L’Inter è stato il mio più grande errore della mia vita, giocava un calcio difensivo non adatto alle mie caratteristiche e mi offriva al massimo due occasioni a partita. Nel 1991 Milan, Barcellona, Manchester United e Real Madrid mi volevano, ero l’attaccante più ricercato del momento, ma finii all’Inter. Voi mi definite “bidone” ma pensateci bene, anche Shevchenko al Chelsea sta incontrando delle difficoltà al Chelsea, una squadra che bada a difendersi.

Si espresse così Darko Pancev più o meno un anno fa, in un intervista alla Gazzetta. Il macedone arrivò secondo in un sondaggio online sulle “sole” straniere in Italia, preceduto da un altro interista di nome Vampeta. Fu acquistato dal presidente Pellegrini nell’estate del 1992 e in quella stagione totalizzò 12 presenze ed un goal. L’anno successivo fu mandato in prestito per sei mesi al Lipsia ma non andò meglio: 10 presenze e sole due reti. Tornò all’Inter nel 1994 quando ormai i tifosi nerazzurri avevano perso tutte le speranze di ammirare il giocatore che con la Stella Rossa conquistò coppa campioni e intercontinentale.

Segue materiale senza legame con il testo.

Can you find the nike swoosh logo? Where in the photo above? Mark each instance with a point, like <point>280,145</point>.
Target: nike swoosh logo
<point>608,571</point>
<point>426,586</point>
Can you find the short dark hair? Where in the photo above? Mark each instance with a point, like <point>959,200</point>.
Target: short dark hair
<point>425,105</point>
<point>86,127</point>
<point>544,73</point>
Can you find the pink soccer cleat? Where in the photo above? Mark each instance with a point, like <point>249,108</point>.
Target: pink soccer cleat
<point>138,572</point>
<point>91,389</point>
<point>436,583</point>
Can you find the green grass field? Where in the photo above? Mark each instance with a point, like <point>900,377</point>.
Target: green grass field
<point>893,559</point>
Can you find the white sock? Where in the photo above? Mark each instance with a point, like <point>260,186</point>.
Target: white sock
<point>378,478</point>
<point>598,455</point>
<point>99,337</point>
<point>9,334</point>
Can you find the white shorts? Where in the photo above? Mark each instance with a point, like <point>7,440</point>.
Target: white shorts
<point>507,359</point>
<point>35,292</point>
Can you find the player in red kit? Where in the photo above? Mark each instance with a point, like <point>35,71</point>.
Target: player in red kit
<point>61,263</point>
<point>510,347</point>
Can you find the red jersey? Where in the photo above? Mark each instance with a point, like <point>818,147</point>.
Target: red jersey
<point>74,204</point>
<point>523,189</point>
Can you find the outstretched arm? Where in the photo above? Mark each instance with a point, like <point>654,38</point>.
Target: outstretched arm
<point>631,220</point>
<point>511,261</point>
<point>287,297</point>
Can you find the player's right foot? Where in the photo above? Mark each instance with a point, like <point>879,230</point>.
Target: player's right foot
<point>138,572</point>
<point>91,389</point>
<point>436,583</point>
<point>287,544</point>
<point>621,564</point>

E infatti di un exploit non ci fu nemmeno l’ombra: l’ultimo anno si congedò da Milano con due miseri golletti. Il 1994 fu l’anno peggiore della storia interista, quintultima a pari merito con la Reggiana ad un punto dalla zona retrocessione, ma i nerazzurri, tanto per confermare la fama di squadra pazza, quell’anno conquistarono la coppa Uefa ai danni del Casino Salisburgo. Ma non certo per le prodezze di Pancev. Darko era il “Cobra“, soprannome affibbiatogli ai tempi della Stella Rossa e divenne ben presto il “Ramarro Marrone” per la gioia della Gialappa’s e della speciale classifica del “Pippero”.